“Everyone’s got a very strong opinion about Godzilla and what it should be," director Gareth Edwards told Empire earlier this year. And it seems that plenty of people are being given the opportunity to have their say: the news this morning is that Legendary's take on the atomic Japanese titan has just gained yet another writer{
Max Borenstein is the latest incumbent at the writing desk, and like his predecessor David Goyer (Batman Begins, The Dark Knight), he's got plenty of history with Legendary, having worked on the screenplays for the gestating Jimi Hendrix biopic, and The Seventh Son, the adaptation of Joseph Delaney's The Spook's Apprentice. There's also Art Of The Steal, which Warners are developing with Zac Efron.
The first writer we knew about, following the splash of early publicity announcing Legendary's scoring the Godzilla rights from Toho, was David Callaham, who wrote The Expendables and Doom. There were then reports of rewrites by Edwards himself when the Monsters director came aboard; presumably those will be ongoing, since he remains top dog. Goyer then arrived over the summer, but after a few months of musing it appears that all concerned still believe there's work to be done.

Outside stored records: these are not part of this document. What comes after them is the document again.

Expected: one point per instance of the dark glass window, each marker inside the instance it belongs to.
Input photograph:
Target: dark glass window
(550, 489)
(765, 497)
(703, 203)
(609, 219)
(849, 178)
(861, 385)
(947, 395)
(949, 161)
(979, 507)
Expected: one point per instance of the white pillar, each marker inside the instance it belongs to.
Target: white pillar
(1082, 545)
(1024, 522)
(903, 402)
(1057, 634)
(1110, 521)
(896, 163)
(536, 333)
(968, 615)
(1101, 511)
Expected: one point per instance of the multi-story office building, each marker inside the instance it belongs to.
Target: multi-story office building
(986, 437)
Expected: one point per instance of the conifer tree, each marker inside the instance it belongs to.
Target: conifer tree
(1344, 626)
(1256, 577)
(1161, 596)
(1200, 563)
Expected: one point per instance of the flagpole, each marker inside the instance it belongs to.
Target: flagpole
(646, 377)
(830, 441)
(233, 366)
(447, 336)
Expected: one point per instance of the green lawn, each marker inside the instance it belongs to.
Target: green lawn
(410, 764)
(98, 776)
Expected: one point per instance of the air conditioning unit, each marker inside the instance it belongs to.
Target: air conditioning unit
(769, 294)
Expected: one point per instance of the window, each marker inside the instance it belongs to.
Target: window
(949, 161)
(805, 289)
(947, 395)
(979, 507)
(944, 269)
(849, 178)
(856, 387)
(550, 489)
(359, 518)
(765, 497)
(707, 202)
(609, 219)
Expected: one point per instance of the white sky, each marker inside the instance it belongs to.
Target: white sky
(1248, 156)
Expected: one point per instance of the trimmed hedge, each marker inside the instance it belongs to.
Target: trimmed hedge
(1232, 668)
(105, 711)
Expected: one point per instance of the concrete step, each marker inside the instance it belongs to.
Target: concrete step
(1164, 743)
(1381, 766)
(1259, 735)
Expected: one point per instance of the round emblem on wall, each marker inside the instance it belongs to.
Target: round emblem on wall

The project remains wrapped in secrecy, so there's still no real indication of what shape this new Godzilla will take, aside from Legendary's oft-repeated promise that they want to go the Batman route of updating but remaining true to the character's roots. Producer Brian Rogers also teased other monsters from the Godzilla pantheon last year.
But that initially-promised summer 2012 release date is now pretty definitively out. We're choosing to believe that Legendary and Edwards are trading momentum for quality: keen to get their Godzilla absolutely right, in the wake of Roland Emmerich's unloved 1998 version.